Ce tournant dans l'histoire politique nationale et
européenne marque de fait un cinglant désaveu pour Nicolas Sarkozy, qui
jusqu'au bout aura espéré en un sursaut de "la France silencieuse" mais
n'aura jamais vraiment pris la mesure du désamour à son égard.
Les politologues expliquent la sévérité du score tout
autant par l'existence d'un désir d'alternance en France que par un
rejet de la personne du président sortant.

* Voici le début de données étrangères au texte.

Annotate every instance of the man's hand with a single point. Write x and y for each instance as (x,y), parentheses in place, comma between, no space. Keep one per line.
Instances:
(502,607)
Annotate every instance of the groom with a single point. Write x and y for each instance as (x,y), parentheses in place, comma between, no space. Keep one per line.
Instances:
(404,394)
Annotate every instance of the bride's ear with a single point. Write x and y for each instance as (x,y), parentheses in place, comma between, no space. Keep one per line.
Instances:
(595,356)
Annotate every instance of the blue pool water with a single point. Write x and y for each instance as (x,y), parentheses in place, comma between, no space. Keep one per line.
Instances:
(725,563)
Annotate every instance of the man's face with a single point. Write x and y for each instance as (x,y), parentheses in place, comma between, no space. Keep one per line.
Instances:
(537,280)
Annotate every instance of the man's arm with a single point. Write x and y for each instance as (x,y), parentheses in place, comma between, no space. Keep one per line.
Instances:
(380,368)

Nicolas Sarkozy, qui avait affirmé durant la campagne
qu'il arrêterait la politique en cas d'échec, ne sera pas parvenu à
surmonter son handicap du premier tour - il était arrivé en seconde
position derrière François Hollande avec 27,18% - malgré la quête
forcenée des suffrages des quelque 6,5 millions d'électeurs du Front
national.
VERS UNE PASSATION DE POUVOIRS LE 15 MAI
Cette stratégie a heurté jusque dans les rangs de la
majorité, désormais confrontée à une recomposition douloureuse, et
poussé le centriste François Bayrou à un choix sans précédent, celui de
voter pour le candidat socialiste.
Les élections législatives des 10 et 17 juin prochains
sont la prochaine épreuve pour la droite, qui redoute un raz-de-marée de
gauche et l'émergence de l'extrême droite.

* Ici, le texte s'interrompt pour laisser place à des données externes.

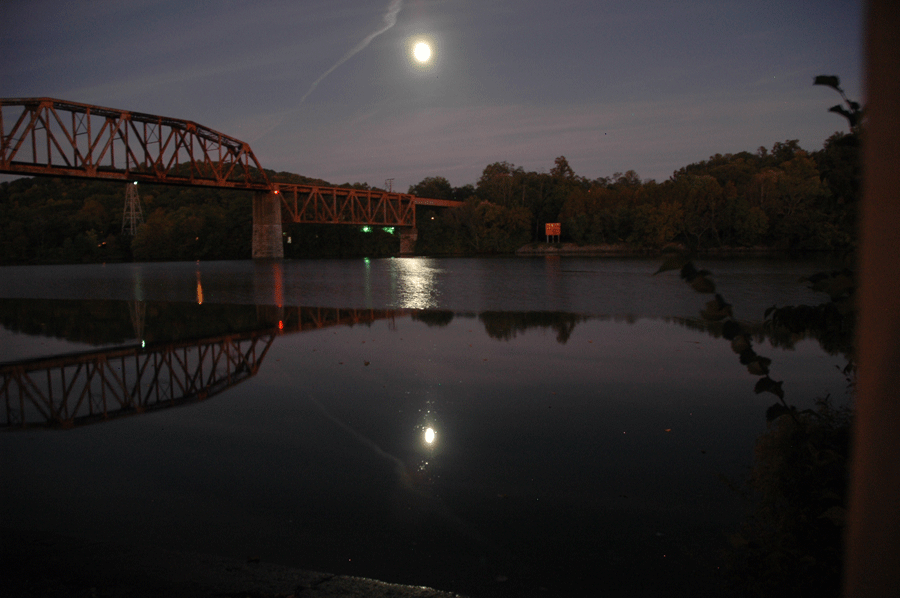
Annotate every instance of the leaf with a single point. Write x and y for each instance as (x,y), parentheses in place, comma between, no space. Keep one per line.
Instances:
(731,329)
(740,343)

Si la gauche l'emporte, ce qui devrait advenir en toute
logique, elle détiendrait tous les leviers du pouvoirs, exécutifs et
législatifs, en France.
Le mandat de Nicolas Sarkozy prendra fin le 15 mai. La
passation de pouvoirs devrait se dérouler dans la foulée, puis la
nomination d'un gouvernement. La première secrétaire du Parti socialiste
Martine Aubry et le président du groupe PS à l'Assemblée, Jean-Marc
Ayrault, sont pour l'heure favoris.
François Hollande avait déclaré qu'élu, l'un de ses
premiers actes serait de transmettre à ses partenaires européens un
mémorandum en vue de la renégociation du pacte budgétaire européen afin
de l'assortir de mesures sur la croissance.

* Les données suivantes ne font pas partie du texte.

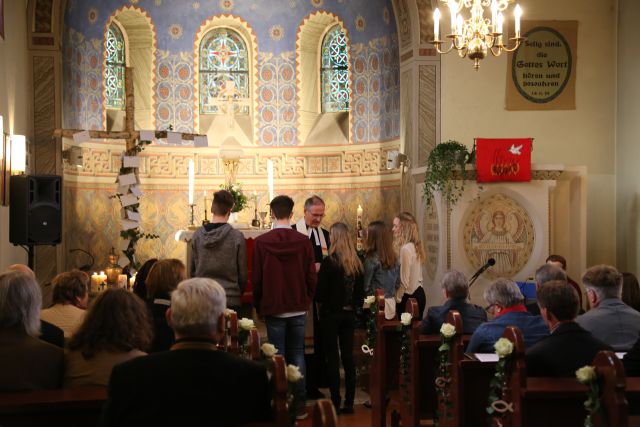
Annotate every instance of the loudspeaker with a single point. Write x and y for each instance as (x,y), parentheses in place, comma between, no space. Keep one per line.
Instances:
(35,214)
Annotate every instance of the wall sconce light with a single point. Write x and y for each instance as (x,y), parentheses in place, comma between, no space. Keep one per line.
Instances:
(18,154)
(73,156)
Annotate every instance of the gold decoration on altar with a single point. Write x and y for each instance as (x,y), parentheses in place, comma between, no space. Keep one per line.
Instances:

"Avec la victoire de François Hollande, le changement
en Europe, c'est maintenant", a déclaré Hannes Swodoba, le chef du
groupe socialiste et démocrate au Parlement européen.
Nicolas Sarkozy est le 11e dirigeant de l'Union européenne déchu du pouvoir depuis la crise financière de 2008.
A Paris, une clameur de joie s'est élevée à l'annonce
des premiers résultats rue de Solférino, devant le siège du PS, et
alentour, où une foule compacte agitait des drapeaux et des roses, ainsi
qu'à la Bastille, où une grande fête s'était déroulée le 10 mai 1981,
date de l'élection de François Mitterrand.
François Hollande, qui se trouvait dimanche dans son
fief corrézien de Tulle, devait regagner la capitale dans la soirée.